When we gather around our table for family meals, we have a rather unusual tradition. We always play a card or board game together as we eat. It started as a way to connect with a moody pre-teen several years ago and has become a daily tradition. A few weeks ago, we sat down to lunch in our home with a friend and invited her to join in a game. She politely refused and then she explained, "I never learned to play." I told her we could find an easy game to learn together. "No," she said. "You don't understand. I mean I never learned to play at all. Ever." Those words have stuck with me ever since. In Honduras, there are generations of people who have had to grow up way too fast and have carried the weight of the world on their shoulders for far too long.

Last week we celebrated Day of the Child here in Honduras. We're told it's the most anticipated day for the year for most children—even more than Christmas morning, if you can believe that. The sounds of kids laughing and singing wafted through our open windows and I couldn't help but smile. The day was filled with parties complete with food, games and colorful piñatas. Steve and I even took a bag of candy to give out at the rec room. While there were a couple of half-hearted protests about being labeled a "child", I did notice that none of the students turned down the candy.

Kids are a blessing. But so is being a kid. This year we learned that Day of the Child is more than an excuse to lavish children with treats. It's a celebration of the gift of childhood. And for all of us in Honduras, it's a chance to learn to play.
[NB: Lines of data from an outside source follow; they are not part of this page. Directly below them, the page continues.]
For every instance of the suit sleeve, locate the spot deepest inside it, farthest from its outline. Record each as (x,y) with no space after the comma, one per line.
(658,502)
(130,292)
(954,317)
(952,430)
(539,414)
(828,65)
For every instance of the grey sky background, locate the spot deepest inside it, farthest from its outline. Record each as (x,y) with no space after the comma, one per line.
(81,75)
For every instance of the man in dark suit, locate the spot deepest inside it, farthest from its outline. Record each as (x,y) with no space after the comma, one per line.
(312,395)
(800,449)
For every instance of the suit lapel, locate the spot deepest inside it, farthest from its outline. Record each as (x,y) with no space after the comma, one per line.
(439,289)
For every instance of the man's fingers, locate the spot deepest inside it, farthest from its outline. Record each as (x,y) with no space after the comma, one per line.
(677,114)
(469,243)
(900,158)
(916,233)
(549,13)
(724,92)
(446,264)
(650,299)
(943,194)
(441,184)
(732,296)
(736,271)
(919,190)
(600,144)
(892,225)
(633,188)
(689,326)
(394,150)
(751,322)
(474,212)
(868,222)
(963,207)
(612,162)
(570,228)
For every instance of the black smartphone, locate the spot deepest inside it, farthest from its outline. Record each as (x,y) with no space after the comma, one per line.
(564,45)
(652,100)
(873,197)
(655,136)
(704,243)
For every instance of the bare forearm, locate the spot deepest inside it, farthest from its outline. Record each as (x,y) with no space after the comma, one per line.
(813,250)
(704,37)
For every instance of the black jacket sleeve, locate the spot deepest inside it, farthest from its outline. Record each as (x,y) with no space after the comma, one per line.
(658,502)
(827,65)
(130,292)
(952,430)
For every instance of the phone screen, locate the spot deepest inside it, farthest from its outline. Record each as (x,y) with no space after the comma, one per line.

Steve and I took Uno over to visit a church celebration in a nearby village.

The church uses the holiday as an opportunity for outreach and invited over 200 local children to join in the fun.

Kids don't usually see adults acting silly. That's why they laughed and cheered when Steve and a few of the parents took part in an egg race. (Steve won!)

Some of the Bible Institute students helped with El Sembrador's celebration. They taught songs and played games with the children of employees who live here on campus.

Academic Director, Cindy, taught the kids how to play a new game.

The highlight of every Day of the Child party is the piñata.

Kids collected the piñata goodies once it finally burst.

He's still a kid at heart. El Sembrador Director, Enoc, put the broken piñata over his head and entertained the kids.